THE only forecast economists can make with any certainty these days is that of turbulent times ahead.
The Singapore economy shocked forecasters by growing just 1.7 per cent in April to June over the same period last year, according to advance estimates released on Tuesday by the Ministry of Trade and Industry. This was significantly below the 2.6 per cent tipped by economists, and the slowest quarterly rate of expansion in three years.
The main culprit was a lacklustre manufacturing sector, which has been hit hard by slow global growth and constraints at home from ongoing restructuring. The April to June period marked the third consecutive quarter of contraction in manufacturing, which makes up a fifth of the economy. Trade-oriented services, such as wholesale and retail trade and transportation and storage, have also been hit.
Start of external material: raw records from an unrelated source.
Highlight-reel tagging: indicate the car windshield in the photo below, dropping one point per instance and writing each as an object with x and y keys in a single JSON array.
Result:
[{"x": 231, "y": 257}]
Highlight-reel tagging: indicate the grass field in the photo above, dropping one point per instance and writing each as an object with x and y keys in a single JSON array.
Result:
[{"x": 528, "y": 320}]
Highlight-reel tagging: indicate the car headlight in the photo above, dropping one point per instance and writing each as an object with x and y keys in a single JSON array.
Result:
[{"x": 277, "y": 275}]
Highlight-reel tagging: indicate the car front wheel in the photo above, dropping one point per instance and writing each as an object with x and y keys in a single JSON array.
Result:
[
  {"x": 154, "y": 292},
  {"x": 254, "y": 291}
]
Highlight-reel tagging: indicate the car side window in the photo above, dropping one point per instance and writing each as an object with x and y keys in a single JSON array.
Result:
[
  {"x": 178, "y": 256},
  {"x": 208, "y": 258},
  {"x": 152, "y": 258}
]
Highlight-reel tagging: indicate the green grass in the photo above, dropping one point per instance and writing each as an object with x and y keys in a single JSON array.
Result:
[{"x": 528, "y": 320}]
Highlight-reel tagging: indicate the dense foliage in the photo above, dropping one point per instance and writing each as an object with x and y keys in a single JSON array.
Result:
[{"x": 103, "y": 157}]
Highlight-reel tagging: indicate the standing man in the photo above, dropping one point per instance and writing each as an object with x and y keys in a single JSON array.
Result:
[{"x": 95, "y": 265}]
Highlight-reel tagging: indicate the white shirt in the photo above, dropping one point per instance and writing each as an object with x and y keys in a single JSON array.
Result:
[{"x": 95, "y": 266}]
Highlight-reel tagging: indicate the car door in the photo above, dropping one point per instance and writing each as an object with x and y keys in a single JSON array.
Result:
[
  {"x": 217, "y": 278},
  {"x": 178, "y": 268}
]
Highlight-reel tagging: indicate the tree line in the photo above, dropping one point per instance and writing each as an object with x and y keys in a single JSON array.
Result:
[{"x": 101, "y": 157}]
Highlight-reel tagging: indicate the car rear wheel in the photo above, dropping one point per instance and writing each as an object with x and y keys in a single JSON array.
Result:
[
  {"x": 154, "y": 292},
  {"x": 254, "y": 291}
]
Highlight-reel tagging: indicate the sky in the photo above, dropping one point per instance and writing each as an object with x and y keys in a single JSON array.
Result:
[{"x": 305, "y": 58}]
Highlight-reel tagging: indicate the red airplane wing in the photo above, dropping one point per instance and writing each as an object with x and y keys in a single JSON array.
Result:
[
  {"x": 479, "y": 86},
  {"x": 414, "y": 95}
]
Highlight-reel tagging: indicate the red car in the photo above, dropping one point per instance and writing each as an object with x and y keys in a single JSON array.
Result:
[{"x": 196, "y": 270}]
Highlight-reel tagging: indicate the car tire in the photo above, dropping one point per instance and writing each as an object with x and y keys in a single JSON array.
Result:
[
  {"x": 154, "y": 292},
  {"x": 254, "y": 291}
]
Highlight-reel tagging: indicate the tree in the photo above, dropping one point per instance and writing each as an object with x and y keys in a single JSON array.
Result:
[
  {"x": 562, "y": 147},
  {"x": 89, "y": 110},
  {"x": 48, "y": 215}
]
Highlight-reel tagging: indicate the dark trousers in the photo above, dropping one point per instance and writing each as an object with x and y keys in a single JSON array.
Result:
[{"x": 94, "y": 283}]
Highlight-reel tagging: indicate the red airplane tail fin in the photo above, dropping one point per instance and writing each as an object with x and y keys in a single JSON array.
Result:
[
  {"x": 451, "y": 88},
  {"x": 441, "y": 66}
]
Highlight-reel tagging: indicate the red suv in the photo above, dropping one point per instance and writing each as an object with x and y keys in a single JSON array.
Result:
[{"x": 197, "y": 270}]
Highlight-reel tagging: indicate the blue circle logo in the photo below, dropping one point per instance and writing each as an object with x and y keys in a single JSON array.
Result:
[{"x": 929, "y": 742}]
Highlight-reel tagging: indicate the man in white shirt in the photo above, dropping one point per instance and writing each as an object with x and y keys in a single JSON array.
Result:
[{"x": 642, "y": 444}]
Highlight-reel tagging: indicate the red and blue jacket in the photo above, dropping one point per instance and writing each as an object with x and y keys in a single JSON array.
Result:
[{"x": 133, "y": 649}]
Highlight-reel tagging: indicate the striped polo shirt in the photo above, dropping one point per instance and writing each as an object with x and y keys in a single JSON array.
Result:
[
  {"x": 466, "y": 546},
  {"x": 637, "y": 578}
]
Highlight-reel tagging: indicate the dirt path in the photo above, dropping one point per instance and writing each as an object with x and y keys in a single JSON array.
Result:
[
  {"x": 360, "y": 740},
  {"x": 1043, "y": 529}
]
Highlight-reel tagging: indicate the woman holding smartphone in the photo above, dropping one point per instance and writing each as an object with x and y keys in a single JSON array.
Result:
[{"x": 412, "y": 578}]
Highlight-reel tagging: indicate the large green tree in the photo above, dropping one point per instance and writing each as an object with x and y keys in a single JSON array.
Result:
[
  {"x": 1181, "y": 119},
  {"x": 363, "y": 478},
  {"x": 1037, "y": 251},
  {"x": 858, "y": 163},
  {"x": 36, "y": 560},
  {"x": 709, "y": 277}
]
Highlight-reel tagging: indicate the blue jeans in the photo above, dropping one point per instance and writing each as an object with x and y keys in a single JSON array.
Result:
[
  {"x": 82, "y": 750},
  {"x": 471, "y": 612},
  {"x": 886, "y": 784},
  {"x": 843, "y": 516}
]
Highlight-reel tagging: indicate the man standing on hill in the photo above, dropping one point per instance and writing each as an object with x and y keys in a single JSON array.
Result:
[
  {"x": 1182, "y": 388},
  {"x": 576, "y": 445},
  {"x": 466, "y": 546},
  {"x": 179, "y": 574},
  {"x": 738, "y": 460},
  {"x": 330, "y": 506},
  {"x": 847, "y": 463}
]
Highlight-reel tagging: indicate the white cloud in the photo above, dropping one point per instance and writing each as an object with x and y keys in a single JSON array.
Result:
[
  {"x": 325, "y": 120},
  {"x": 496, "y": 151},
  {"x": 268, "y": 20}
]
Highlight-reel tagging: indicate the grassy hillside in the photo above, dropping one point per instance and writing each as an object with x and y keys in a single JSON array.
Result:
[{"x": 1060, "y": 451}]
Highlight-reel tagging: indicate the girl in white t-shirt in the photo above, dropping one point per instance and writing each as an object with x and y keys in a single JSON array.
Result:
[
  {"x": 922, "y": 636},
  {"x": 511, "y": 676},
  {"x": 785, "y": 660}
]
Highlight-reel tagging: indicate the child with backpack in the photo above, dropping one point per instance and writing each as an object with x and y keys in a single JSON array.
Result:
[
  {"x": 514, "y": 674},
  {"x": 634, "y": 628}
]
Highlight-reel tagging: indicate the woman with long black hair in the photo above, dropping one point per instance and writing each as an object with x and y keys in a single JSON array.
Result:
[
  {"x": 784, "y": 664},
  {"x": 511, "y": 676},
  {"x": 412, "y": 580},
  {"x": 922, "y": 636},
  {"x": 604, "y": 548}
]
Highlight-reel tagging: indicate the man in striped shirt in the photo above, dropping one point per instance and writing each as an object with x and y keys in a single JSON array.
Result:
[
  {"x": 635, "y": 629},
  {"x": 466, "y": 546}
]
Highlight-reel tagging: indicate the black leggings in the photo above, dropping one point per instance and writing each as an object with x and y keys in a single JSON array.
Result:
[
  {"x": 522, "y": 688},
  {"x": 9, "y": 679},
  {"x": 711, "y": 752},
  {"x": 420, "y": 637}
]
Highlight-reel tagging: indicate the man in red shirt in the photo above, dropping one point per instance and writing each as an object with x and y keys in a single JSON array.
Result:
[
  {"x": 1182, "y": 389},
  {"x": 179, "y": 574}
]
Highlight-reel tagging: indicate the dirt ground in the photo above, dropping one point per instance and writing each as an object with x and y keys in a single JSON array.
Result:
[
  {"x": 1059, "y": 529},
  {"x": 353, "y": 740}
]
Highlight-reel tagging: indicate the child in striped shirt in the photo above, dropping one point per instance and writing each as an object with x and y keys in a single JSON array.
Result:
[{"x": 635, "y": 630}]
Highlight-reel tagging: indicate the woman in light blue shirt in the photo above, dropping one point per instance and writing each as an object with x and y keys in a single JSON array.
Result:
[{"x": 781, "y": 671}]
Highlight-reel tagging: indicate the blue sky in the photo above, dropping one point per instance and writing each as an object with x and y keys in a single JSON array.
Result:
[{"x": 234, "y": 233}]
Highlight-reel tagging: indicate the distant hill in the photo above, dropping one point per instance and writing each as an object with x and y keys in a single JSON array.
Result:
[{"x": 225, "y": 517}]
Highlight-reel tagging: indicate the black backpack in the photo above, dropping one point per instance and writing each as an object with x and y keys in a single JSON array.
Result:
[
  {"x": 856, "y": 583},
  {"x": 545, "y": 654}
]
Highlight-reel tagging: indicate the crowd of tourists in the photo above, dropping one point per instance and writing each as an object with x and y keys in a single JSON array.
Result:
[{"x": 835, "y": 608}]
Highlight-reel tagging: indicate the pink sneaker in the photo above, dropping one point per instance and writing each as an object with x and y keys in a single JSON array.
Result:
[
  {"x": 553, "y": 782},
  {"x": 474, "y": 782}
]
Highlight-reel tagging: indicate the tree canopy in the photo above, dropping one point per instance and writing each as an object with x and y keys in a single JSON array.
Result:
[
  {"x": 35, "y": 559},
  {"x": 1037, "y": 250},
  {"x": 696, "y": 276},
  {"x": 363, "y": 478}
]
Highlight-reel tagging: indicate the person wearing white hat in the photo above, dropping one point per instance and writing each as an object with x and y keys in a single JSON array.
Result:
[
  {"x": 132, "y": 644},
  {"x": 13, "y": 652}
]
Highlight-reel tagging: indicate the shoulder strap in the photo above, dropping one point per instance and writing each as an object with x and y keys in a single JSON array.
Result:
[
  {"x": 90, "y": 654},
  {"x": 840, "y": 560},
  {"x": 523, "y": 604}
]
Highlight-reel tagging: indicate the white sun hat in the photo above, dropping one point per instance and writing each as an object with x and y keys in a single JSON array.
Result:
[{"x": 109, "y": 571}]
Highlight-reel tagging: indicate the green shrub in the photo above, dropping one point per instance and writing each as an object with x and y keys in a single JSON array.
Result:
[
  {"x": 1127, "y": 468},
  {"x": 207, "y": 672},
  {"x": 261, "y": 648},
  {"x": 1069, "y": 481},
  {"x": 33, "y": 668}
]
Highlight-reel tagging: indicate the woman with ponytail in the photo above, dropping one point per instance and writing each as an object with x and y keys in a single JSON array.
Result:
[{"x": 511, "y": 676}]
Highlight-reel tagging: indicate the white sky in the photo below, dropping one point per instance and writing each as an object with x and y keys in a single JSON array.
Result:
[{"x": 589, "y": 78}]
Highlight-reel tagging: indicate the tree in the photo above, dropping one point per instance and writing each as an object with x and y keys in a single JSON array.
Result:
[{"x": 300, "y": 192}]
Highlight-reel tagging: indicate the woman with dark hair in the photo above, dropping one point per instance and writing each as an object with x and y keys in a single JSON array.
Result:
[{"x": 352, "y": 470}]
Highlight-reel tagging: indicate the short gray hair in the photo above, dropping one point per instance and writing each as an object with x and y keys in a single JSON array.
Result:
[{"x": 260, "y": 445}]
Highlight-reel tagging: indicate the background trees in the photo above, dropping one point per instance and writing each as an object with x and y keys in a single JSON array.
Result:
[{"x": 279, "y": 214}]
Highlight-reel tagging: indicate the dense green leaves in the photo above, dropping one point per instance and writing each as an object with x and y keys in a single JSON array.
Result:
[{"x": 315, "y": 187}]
Small and medium-sized enterprises (SMEs) have been most affected by the overall slowdown, especially amid mounting regional competition and rising costs. This state of affairs seems unlikely to let up; the global economy is still hung over from the financial crisis and remains mired in a deep malaise.
There have been some tentative signs that the United States economy is on the road to recovery, but the outlook for China - Singapore's largest trading partner - is far cloudier.
The losses involved in China's recent stock market rout were of far greater magnitude relative to the Greek crisis, and opinions are divided over the long-term implications for the Chinese economy.
Economists are now looking ahead to the release of labour market data for the second quarter, due out at the end of this month. Just 300 jobs were added in the first three months of this year, which left some economists surprised and worried, though others believed it was a one-off.
Some economists also expect the Government to narrow its forecast range for full-year growth to 2 to 3 per cent, from the current 2 to 4 per cent.